Negli attuali orizzonti culturali il cibo gioca un ruolo importante; Il cibo è un racconto, dice molto di altro che non sia la trivializzazione di un mero atto di sussistenza.
Il suo rapporto quotidiano con l’esistenza umana ci condurrebbe banalmente a ritenerlo una “commodity” trascurando le grandi fetta di diverse umanità che la sua produzione lascia intuire ma dalle quali non si puo prescindere, or come non mai, non lasciando inesplorati i sentieri di agro ecologie, di capitalismi e finanze feroci, di importazioni legittime e di dumping, in piena concordanza con Luigi Sada, giornalista della Gazzetta del Mezzogiorno che nei primi anni 70 scrive questo simpatico quanto efficace volume, mi ispirerei nel dire non tanto “alla descrizione compiaciuta e pruriginosa delle preziosità culinarie”, ma “ al popolo barese (oggi diremmo delle terre di Bari), visto attraverso lo spiraglio rude ma affascinante dei suoi tipici ed inconfondibili gusti nel preparare e nel consumare cibi e bevande…”
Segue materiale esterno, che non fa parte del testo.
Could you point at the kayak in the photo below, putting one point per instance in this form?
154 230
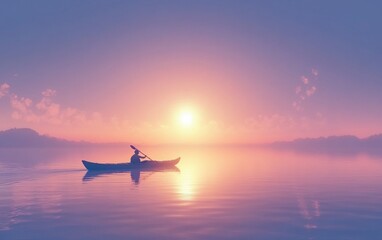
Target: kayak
145 165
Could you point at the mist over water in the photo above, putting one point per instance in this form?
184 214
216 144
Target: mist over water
218 193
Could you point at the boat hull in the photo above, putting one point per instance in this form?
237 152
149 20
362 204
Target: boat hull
145 165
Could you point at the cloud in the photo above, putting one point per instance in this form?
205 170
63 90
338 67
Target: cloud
4 89
311 91
305 80
49 93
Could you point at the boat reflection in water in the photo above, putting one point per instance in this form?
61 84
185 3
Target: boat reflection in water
135 174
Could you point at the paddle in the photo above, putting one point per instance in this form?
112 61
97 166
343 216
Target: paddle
140 151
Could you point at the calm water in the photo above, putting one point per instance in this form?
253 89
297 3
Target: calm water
218 193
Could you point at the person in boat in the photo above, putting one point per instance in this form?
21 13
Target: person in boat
136 158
Il libro che voglio raccontare aveva un committente d’eccezione, quel giovane Filippo Carella, immortale ed inveterato “oste” ancor ‘oggi in attività Carbonara, che intuì come la piacevolezza del vivere non fosse stata soppressa da un cataclisma o da una guerra o dalla “spagnola”, ma che la si stava soltanto perdendo per via di un cambio di velocità…e ne avea tutta la ragione e preoccupazione per affermarlo tanto che Carlin Petrini arrivò, solo nel 1986, a condividere la condanna….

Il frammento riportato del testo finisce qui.